1-Dosya içerisindeki bilgi ve belgelere, Sigorta Tahkim Komisyonu İtiraz Hakem Heyeti kararının gerekçesinde, dayanılan delillerin tartışılıp, değerlendirilmesinde usul ve yasaya aykırı bir yön bulunmamasına, göre davalı vekilinin aşağıdaki bentlerin kapsamı dışında kalan sair temyiz itirazlarının reddine karar vermek gerekmiştir.
2-Dava, trafik kazasından kaynaklanan cismani zarar nedeni ile maddi tazminat istemine ilişkindir.
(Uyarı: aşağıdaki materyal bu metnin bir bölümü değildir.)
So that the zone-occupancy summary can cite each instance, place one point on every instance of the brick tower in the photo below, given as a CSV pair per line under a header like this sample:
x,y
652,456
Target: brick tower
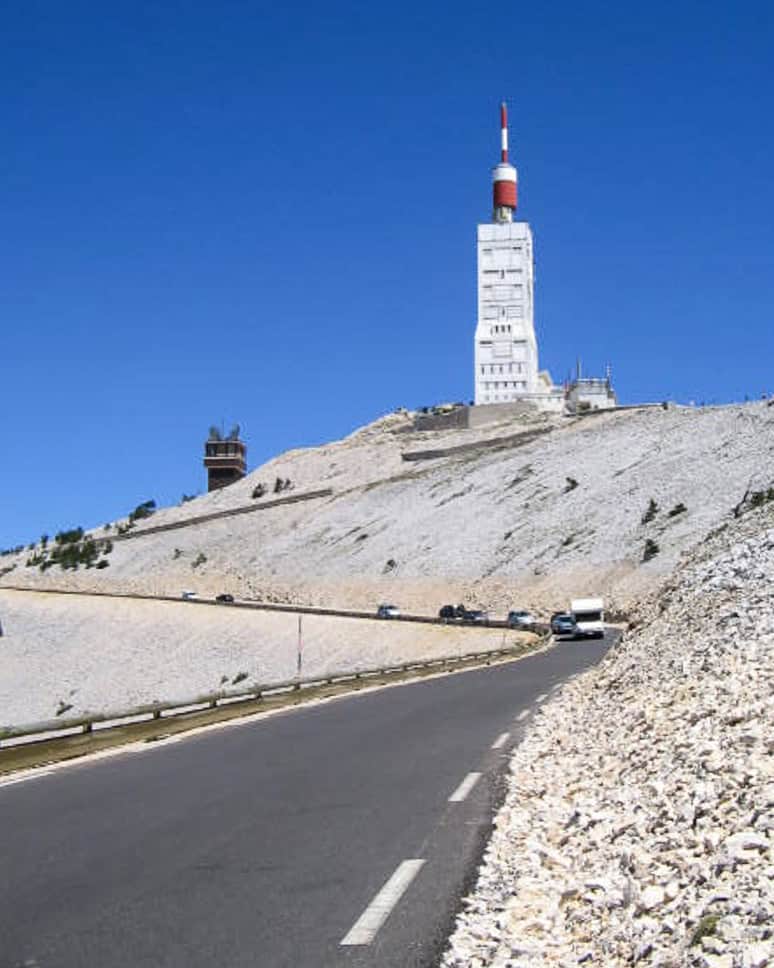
x,y
224,458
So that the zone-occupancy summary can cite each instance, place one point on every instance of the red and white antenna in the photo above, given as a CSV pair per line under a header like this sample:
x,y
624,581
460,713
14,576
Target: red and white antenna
x,y
504,177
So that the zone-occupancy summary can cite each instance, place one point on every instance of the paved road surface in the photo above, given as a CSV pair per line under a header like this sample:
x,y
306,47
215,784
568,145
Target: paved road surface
x,y
265,843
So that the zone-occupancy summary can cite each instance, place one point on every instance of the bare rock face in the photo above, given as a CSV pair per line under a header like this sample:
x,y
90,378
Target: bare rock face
x,y
639,826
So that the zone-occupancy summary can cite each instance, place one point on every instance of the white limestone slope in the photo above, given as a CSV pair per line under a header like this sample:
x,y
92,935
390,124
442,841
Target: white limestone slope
x,y
639,824
496,528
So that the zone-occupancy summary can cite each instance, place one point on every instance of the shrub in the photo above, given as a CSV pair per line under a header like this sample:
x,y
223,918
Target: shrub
x,y
705,928
68,537
651,550
143,510
757,498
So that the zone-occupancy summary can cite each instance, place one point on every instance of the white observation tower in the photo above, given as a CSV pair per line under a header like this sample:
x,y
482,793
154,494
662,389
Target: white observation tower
x,y
506,359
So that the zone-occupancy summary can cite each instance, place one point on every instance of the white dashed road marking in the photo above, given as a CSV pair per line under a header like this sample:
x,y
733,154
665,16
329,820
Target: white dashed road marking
x,y
464,788
364,930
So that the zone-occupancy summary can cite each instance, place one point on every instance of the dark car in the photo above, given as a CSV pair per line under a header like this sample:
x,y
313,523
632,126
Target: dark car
x,y
520,618
388,611
563,623
475,616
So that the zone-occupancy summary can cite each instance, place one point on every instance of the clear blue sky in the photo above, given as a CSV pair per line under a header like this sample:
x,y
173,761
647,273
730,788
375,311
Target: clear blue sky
x,y
266,213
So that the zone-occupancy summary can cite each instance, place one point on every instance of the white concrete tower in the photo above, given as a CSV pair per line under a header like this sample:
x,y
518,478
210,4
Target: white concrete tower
x,y
506,359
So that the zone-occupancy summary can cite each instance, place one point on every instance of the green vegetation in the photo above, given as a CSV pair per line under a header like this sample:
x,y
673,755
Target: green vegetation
x,y
757,498
651,550
705,928
71,549
69,537
143,510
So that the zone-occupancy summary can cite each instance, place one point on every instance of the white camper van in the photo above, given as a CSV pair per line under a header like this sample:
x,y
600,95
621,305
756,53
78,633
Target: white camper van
x,y
589,617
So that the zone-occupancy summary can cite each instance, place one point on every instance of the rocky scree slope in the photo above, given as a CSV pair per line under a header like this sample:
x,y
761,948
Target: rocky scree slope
x,y
639,824
561,514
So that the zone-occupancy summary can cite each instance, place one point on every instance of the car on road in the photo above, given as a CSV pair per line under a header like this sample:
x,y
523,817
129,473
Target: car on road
x,y
563,623
589,615
388,611
475,616
520,618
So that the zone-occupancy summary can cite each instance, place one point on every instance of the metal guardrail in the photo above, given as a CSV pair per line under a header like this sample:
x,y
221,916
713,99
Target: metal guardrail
x,y
12,737
492,623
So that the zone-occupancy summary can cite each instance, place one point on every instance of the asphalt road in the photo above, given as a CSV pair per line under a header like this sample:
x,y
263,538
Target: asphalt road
x,y
263,843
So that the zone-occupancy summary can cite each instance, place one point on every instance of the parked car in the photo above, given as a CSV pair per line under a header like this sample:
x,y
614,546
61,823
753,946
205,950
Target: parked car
x,y
388,611
475,616
520,618
563,623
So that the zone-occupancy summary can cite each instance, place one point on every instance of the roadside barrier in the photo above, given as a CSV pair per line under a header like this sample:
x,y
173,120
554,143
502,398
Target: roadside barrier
x,y
217,515
492,623
12,737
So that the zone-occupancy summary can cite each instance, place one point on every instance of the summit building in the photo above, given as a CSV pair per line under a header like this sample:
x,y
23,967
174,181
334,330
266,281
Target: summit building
x,y
506,353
Haksız fiil sonucu çalışma gücünde kayıp olduğu iddiası ve buna yönelik bir talebin bulunması halinde,zararın kapsamının tespiti açısından maluliyetin varlığı ve oranının doğru bir şekilde belirlenmesi gerekmektedir. Söz konusu belirlemenin ise Adli Tıp Kurumu İhtisas Dairesi veya Üniversite Hastanelerinin Adli Tıp Anabilim Dalı bölümleri gibi kuruluşlarının çalışma gücü kaybı olduğu iddia edilen kişide bulunan şikâyetler dikkate alınarak oluşturulacak uzman doktor heyetinden kaza tarihi 11.10.2008 tarihinden önce ise Sosyal Sigorta Sağlık İşlemleri Tüzüğü, 11.10.2008 tarihi ile 01.09.2013 tarihleri
arasında Çalışma Gücü ve Meslekte Kazanma Gücü Kaybı Oranı Tespit İşlemleri Yönetmeliği, 01.09.2013-01.06.2015 tarihleri arası Maluliyet Tespiti İşlemleri Yönetmeliği, 01.06.2015-20.02.2019 tarihleri arası Özürlülük Ölçütü, Sınıflandırması ve Özürlülere Verilecek Sağlık Kurul Raporları Hakkında Yönetmelik, 20.02.2019 tarihinden sonra Erişkinler İçin Engellilik Değerlendirmesi Hakkında Yönetmelik hükümleri dikkate alınarak yapılması gerekmektedir.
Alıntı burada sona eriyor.